Berlin (Reuters) - Deutsche-Bank-Chef John Cryan hat die Strategie seines Hauses verteidigt und bittet um Geduld.
"Wir sind davon überzeugt, dass wir auf dem richtigen Weg sind. Wir werden ihn konsequent weitergehen", sagte Cryan am Donnerstagabend in Berlin. "Wir haben diesen Weg im Herbst 2015 eingeschlagen und immer gesagt, dass dieser Umbau mehr als zwei oder drei Jahre dauern würde", fügte der Brite hinzu, der die größte deutsche Bank seit zweieinhalb Jahren leitet. Das Institut hatte jüngst angekündigt, dass 2017 vor allem wegen der US-Steuerreform unterm Strich erneut ein Verlust anfällt. Es wäre das dritte Minus in Folge.
Cryan plädierte dafür, dass nach der Bankenunion nun die Kapitalmarktunion kommen müsse. "Europa muss endlich seinen gemeinsamen Finanzmarkt weiterentwickeln." Dies sei mühsam, aber wichtig. Denn sonst "werden uns in diesem Wettbewerb andere weiter abhängen".
Cryan kritisierte zudem das lange Ringen um eine Bundesregierung und warnte vor negativen Folgen für die Wirtschaft. "Noch verkraftet das Land die zähe Regierungsbildung ganz gut", sagte der Manager. "Früher oder später werden zu viele politische Fragezeichen aber Unternehmen zögern lassen, wenn es um langfristige Investitionen geht." Deshalb sei der Erfolg bei den Sondierungen von Union und SPD ein gutes Zeichen. Auch wenn eine große Koalition noch kein Selbstläufer sei, hoffe er, dass es bald eine stabile Regierung gebe. "Denn kurzfristig stehen große Aufgaben an, gerade im internationalen Kontext."

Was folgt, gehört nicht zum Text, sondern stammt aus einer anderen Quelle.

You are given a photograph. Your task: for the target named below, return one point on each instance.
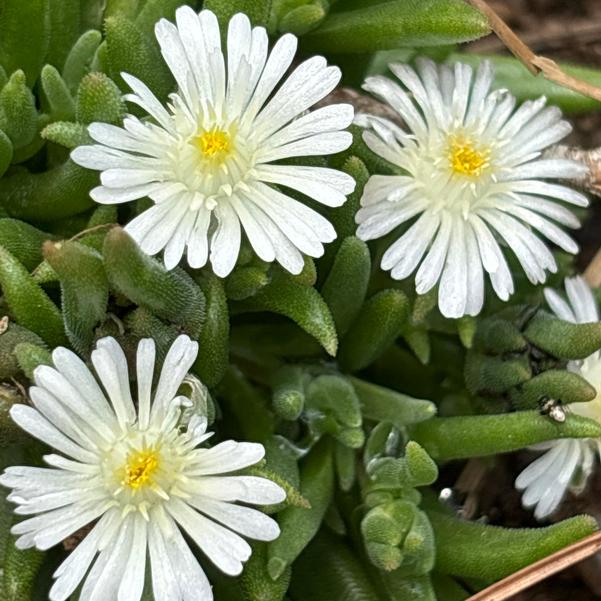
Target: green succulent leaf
(386, 405)
(398, 23)
(60, 102)
(563, 339)
(130, 51)
(377, 326)
(41, 196)
(15, 51)
(84, 289)
(18, 114)
(343, 579)
(213, 340)
(299, 525)
(99, 99)
(65, 19)
(511, 74)
(80, 57)
(257, 10)
(478, 435)
(489, 553)
(170, 295)
(346, 285)
(304, 305)
(28, 303)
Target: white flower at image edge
(137, 476)
(473, 182)
(209, 160)
(567, 463)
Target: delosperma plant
(251, 316)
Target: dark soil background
(565, 30)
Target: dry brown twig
(534, 63)
(540, 570)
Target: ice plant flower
(136, 475)
(471, 179)
(211, 160)
(567, 463)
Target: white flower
(137, 477)
(472, 180)
(567, 463)
(210, 159)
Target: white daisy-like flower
(473, 181)
(567, 463)
(211, 160)
(137, 476)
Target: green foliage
(23, 241)
(378, 325)
(346, 285)
(171, 295)
(15, 52)
(302, 304)
(213, 354)
(299, 525)
(18, 115)
(511, 74)
(19, 572)
(257, 10)
(489, 553)
(80, 57)
(99, 99)
(385, 405)
(84, 289)
(478, 435)
(329, 571)
(399, 23)
(57, 94)
(41, 196)
(130, 51)
(10, 338)
(324, 368)
(28, 304)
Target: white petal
(244, 520)
(225, 241)
(145, 359)
(228, 456)
(33, 422)
(327, 186)
(178, 362)
(111, 366)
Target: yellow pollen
(214, 142)
(140, 468)
(465, 159)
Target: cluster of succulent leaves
(327, 368)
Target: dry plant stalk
(530, 575)
(534, 63)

Hierfür sei eine starke Bundesrepublik wichtig, sagte Cryan. "Und ausgerechnet jetzt erlaubt sich Deutschland ein politisches Vakuum." So müsse die Bundesregierung rasch auf die Vorschläge des französischen Präsidenten Emmanuel Macron für Europa reagieren. "Sonst werden andere das Drehbuch schreiben." Der Brite fügte hinzu: "Wir sehen ja gerade in Osteuropa Kräfte, die ein ganz anderes Verständnis von Europas Rolle haben."